Nemesis (2006) is the final book in Johnson's trilogy, following Blowback in 2000, and The Sorrows of Empire in 2004. It is a warning call to Americans in our interdependent world that our foreign policy actions have consequences, and that we cannot continue to guide our destiny through aggressive use of military power. Nemesis is well researched with scores of citations. It poses alarming questions, such as: 1) is our political system capable of saving the US in the face of the DOD and unaccountable government spending? and 2) What are the effects of having the US maintain so many bases in foreign lands? and 3) Is "military Keynesianism" a sustainable policy?
Johnson draws some historical lessons from the empires of Rome, which tried to maintain a far flung empire but eventually lost its government, and Britain, which gave up its distributed empire for the benefit of more robustly sustaining England. He devotes a chapter examining the CIA as an agency of foreign policy and the effects of US military bases in foreign countries. He has many surprising facts, such as there are more people of Lebanese descent in Brazil than in Lebanon, and that post WWII Japanese pacifism is a fiction.

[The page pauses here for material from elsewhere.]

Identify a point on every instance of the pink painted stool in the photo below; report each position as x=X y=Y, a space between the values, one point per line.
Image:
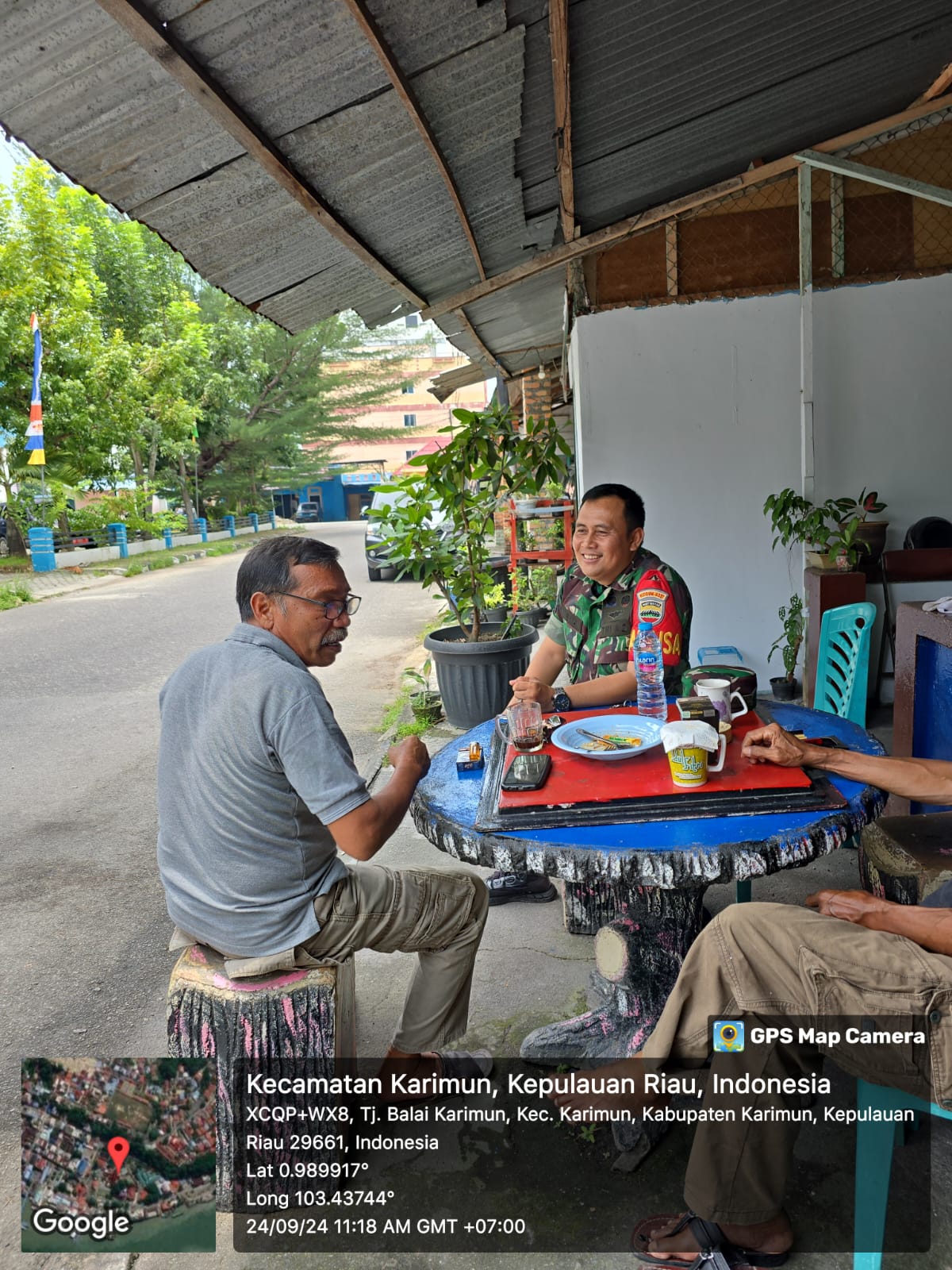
x=291 y=1014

Johnson considers space the next battleground and describes the currently deployed ground-based missile defense as a `dual use' system with the potential offensive purpose of shooting down satellites. Johnson's description of the future battleground of space is quite thought provoking and alarming, whatever your attitudes about the efficacy of military preparedness and the use of force. He points out the collateral damage likely during earth orbit warfare will have detrimental consequences for everyone, as the debris clouds will affect all communication satellites. Johnson states that our government operating in shadows of secrecy is not what the Constitutional framers intended, and the public should have access to information about the activities of our government.
This book is depressing in its hard-edged assessments of the future of the US, and is a signal alarm to that it may already be too late influence a more secure and sustainable nation for successive generations.